De la même manière, certains jeux avec des romances (Stardew Valley pour ne citer que lui) ne vont pas limiter les options entre les PNJs et la personne qui joue. Dans l'univers du jeu, tout les PNJ courtisables sont bisexuels pour l'inclusivité, et sans doute parce que ça simplifie à la fois l'histoire et le moteur de jeu.
Une société où la bisexualité est la norme serait sans doute plus simple si on mesure la complexité par le nombre d'identités ayant besoin de représentation. En fait, c'est bien simple, tout comme il n'y a pas de festival de cinéma hétéro, une telle société n'aurait sans doute pas de festival LGBT si on présuppose qu'une telle société n'oppresse pas les gens sur leur choix de relations.
Ça parait assez difficile à imaginer pourtant vu que les oppressions ont tendance à subsister, et je n'ai pas réussi à trouver d'oppression historique qui n'a pas survécu de nos jours. Par exemple, il y a toujours des gens qui vont voir les couples dit "mixtes" (ce qui dans ce contexte veut dire entre des personnes noires et des personnes blanches) comme incorrect. Il y a toujours des problématiques sur les classes sociales, ou des obstacles lié à la nationalité des gens.

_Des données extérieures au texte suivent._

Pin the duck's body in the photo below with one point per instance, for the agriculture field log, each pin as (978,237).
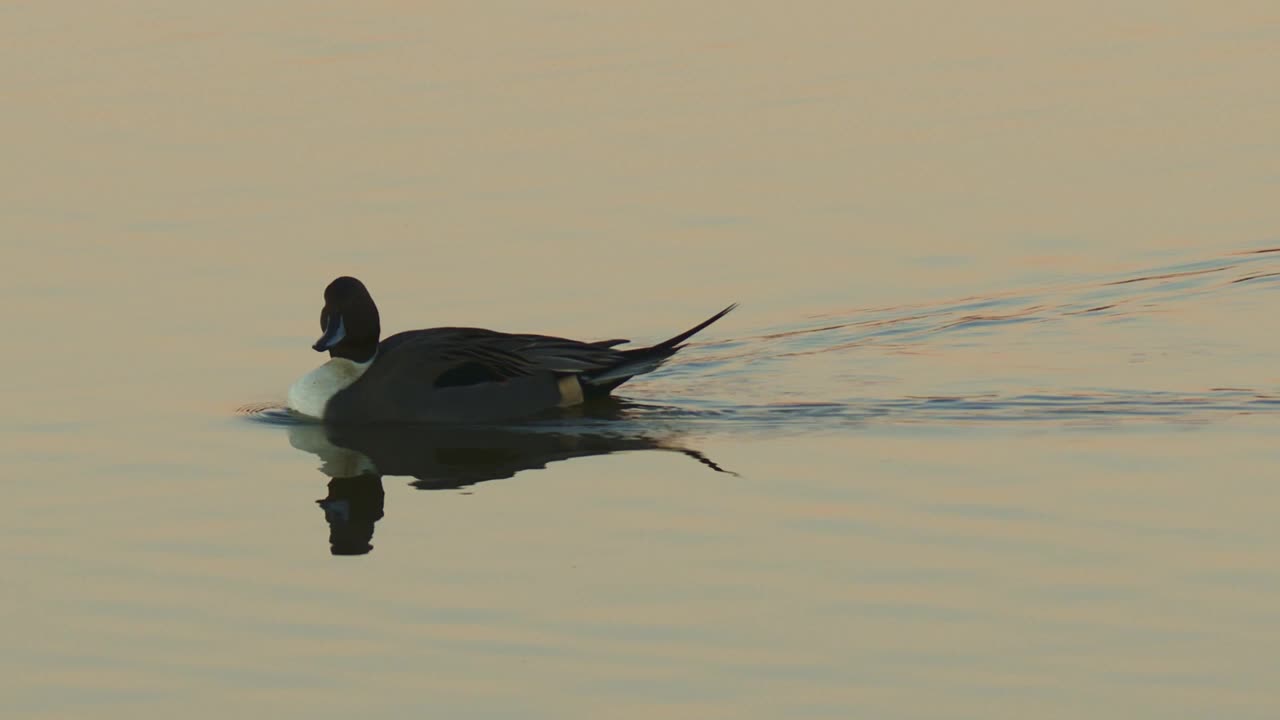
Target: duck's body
(455,374)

Au delà du fait de ne pas avoir réussi à supprimer d'oppressions, il y a aussi la question de comment arriver à un point où elles n'existent plus. Au fond, ce que tout le monde semble vouloir, c'est d'être aussi invisible que l'hétérosexualité l'est dans la société actuelle. Mais pour en arriver la, il faut être d'abord être le plus visible possible.
Et pourtant, un monde imaginaire ou la bisexualité serait le défaut va invisibiliser cette orientation comme j'ai pu le lire sur divers articles comme celui ci. Dire que tout le monde est un peu bisexuel est une remarque et un raisonnement problématique, au moins dans le contexte actuel.
C'est problématique parce que ça efface les autres identités. Une lesbienne n'a sans doute pas envie de s'entendre dire "non, mais le lesbianisme n'existe pas, tu as sans doute aussi envie de coucher avec un gars". Il y a tout un tas de raisons politiques à ne pas vouloir avoir de relations avec des hommes dans une société patriarcale comme celle où on se trouve.
C'est problématique aussi parce c'est faux, tout le monde n'est pas un peu bisexuel. Je suis pour le moment assez convaincu que beaucoup plus de monde pourrait l'être sans l'influence de la société, mais la société est la donc les gens restent majoritairement monosexuel. Et dire ça cache l'hétérosexualité comme identité tellement dominante qu'elle n'a jamais eu besoin de définition avant.
Donc finalement, un monde où la question du genre de qui sort avec qui seraient sans doute plus simple du point de vue des oppressions à combattre. Et pourtant, y arriver implique au contraire plus de visibilité dans la diversité, et donc plus de complexité, vu qu'on veut mettre en avant tout les variations.
En d'autre termes, pour avoir de la simplicité, il faut de la complexité.